Living his life in two extremely opposite times had affected Abhishek’s thought process in a big way. Now, when his friends asked him about his ideal partner, he would say, “ Well I do respect freedom for woman, I just want to have a wife who looks lovely (even black beauty will do), cooks well, loves to have children and takes care of me and my family. She must be a career woman(as I am in sync with the present times)… I won’t stop her from going to work… I think women must work or they will be bored.”

Once Abhishek gave the go ahead for marriage, his parents put up an advertisement for him in the local news paper. As it turned out, his profile became an instant hit with all the parents of the prospective brides. Within a couple of days, his parents had received almost fifty odd interests.

“So one of these girls would have a role to play in my part of the heaven,” Abhishek thought with a smile on his face.

After a lot of debate and deliberations, Abhishek and his parents were able to cut down the list to three. All the three had the qualities of shaktimata (womanized form of shaktiman, since Indians never had a super-heroine of their own).


It was a big day for Abhishek as he was going to meet first of his probable dream partner. He was quite excited, and a little anxious. He was supposed to meet Sweta (best of the three as far as looks were concerned) at a cafe.

While waiting for her, he thought, “If there could have been some quantifiable, verifiable and empirical data for a long term commitment then it would have been much easier to select the right soulmate.” But again, it was just a beautiful thought.

Just then Sweta appeared. They exchanged greetings and decided on what to order. Then, the important discussions started.

Abhishek started first, “So, what would you like to do after marriage?”

“Would like to continue working,” replied Sweta matter-of-factly.

“Great!” thought Abhishek. Three of his small requirements had been met. “She is beautiful, intelligent, and independent too,” he thought.

“Can you cook?” asked our hero.

“Yeah, but I am not an expert cook, I can only make simple dishes,” was the reply.

“Oh! that can be managed, even Sachin Tendulkar had a coach, and there is no end to learning,” thought Abhishek.

“So if you work, will you be able to manage the house,” asked Abhishek.

“Sorry I did not get you. What do you mean by managing the house?” asked Sweta.

“I mean, can you take care of the three variables i.e. my parents and my house, in addition to your job,” replied Abhishek. He always believed in rapid flow of information, but this flow of words was a bit too fast for Sweta, and didn’t go down well with her.

“Can I ask you a question before answering your question?” asked Sweta.

“Sure, after all it’s your life too.” replied Abhishek.

“You are looking for someone who is beautiful and independent, can cook, look after you, your parents, and also manage your house, right?”

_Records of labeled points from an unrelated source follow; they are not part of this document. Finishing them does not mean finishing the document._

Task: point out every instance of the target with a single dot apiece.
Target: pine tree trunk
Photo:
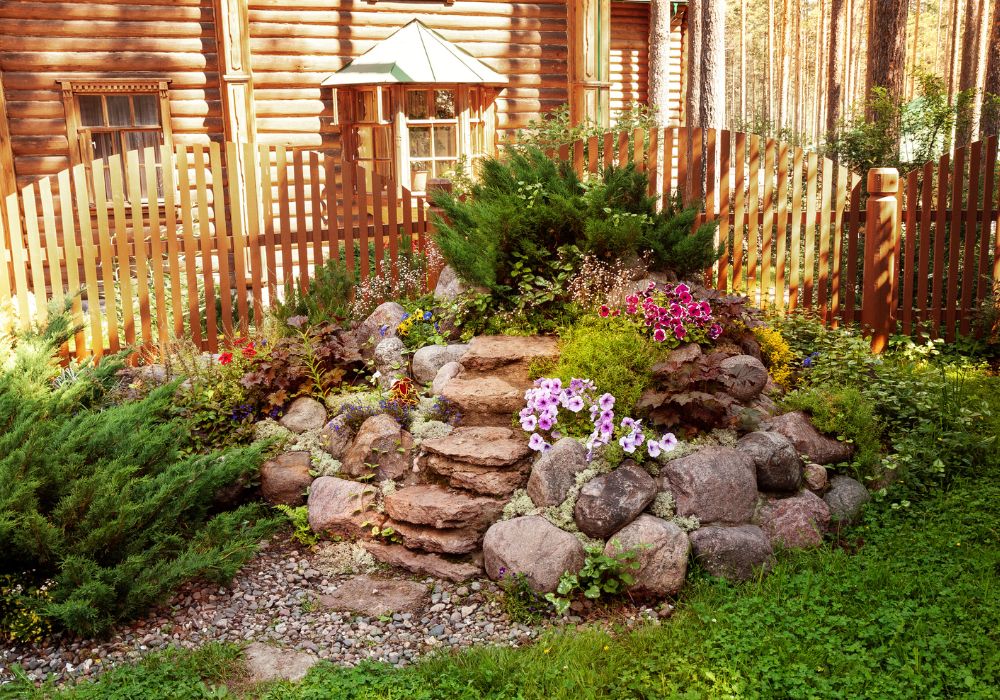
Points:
(713, 65)
(991, 111)
(886, 48)
(659, 60)
(835, 67)
(692, 108)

“Yeah! Exactly!” replied Abhishek completely satisfied, and completely unaware of what was going to come next.

“Well, I can do all that, but, tell me,  if I do all these, what are you supposed to do?”

Abhishek was certainly not prepared for this question, and though he tried his best to reply , he could not come up with a satisfactory answer.

Finally Sweta said, “I don’t think we can be a good match, and you must continue with your partner search. But I would like to give you a small piece of advice – marriage is a union between two individuals who are supposed to be with each other, through eternity even. Therefore, whatever conditions you have put up for your would-be partner, just think whether you can fulfill the same when required.”

Thus, ended the meeting and the possibility of this marriage made in heaven.

Nonetheless, it was a huge learning experience for Abhishek, and it had cost him only a few hundred Rupees at the cafe.

“Even Sachin Tendulkar got his first international one day hundred in his 80th game,” Abhishek thought as he walked out of the cafe.

He had two more girls to meet, and two more experiences to learn from.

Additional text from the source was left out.